Thanks @Frank and @krfeeney for your responses! If the timing doesn’t work out this year, we can mark it as an idea for Bio IT World 2019, if the FAIR Hackathon will still continue then. Or see if we can organize it around the OHDSI meeting in October.
But if there is more interest it would be great if we could do this. I’ll expect we will be working quite a bit in the coming years on increasing the FAIRness of OHDSI tooling, and getting input from the community now would be helpful to prioritize that work and understand requirements and possible applications.

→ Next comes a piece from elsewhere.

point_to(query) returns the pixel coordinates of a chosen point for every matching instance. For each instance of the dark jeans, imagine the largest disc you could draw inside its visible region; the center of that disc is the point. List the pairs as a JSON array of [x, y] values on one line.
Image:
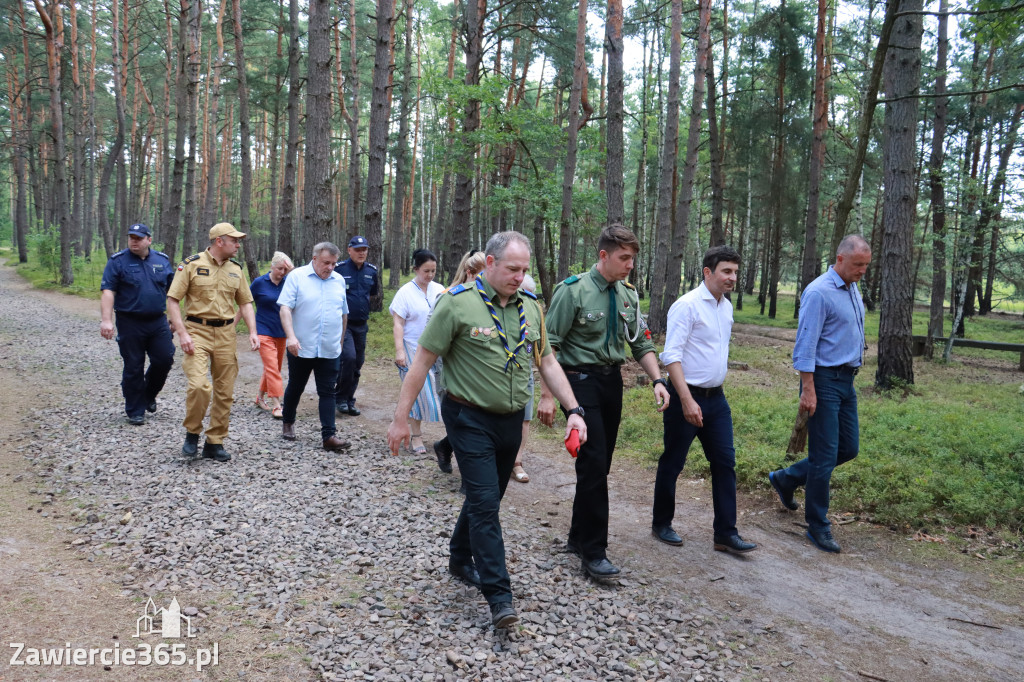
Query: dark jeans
[[833, 438], [485, 445], [716, 438], [325, 372], [137, 338], [601, 397], [353, 348]]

@Vojtech_Huser that’s odd, it should not ask for a password and doesn’t if I retrieve the website now. In any case, the original article in Nature Scientific Data with the principles is here: www.nature.com/articles/sdata201618
If you want a deep dive into a possible way to realize all principles without imposing any APIs or data models using semantic web technology, have a look at Interoperability and FAIRness through a novel combination of Web technologies [PeerJ]. I don’t think we should start with that approach, because there are a number of much easier steps we can take in OHDSI towards FAIR (starting e.g. by assigning permanent identifiers to mappings, putting basic metadata, versioning the vocabularies etc.) but ultimately, once we have the right supporting tools, this would be a very nifty way to do ETL at scale, reproducible, and as a community effort (as opposed to one dataset at a time). Instead of mapping the source data to OMOP, we would map OMOP to the data
That being said, it’s good to realize that mapping to OMOP is actually a great step you can take today to make medical history data more FAIR, with emphasis of course on the I of Interoperability.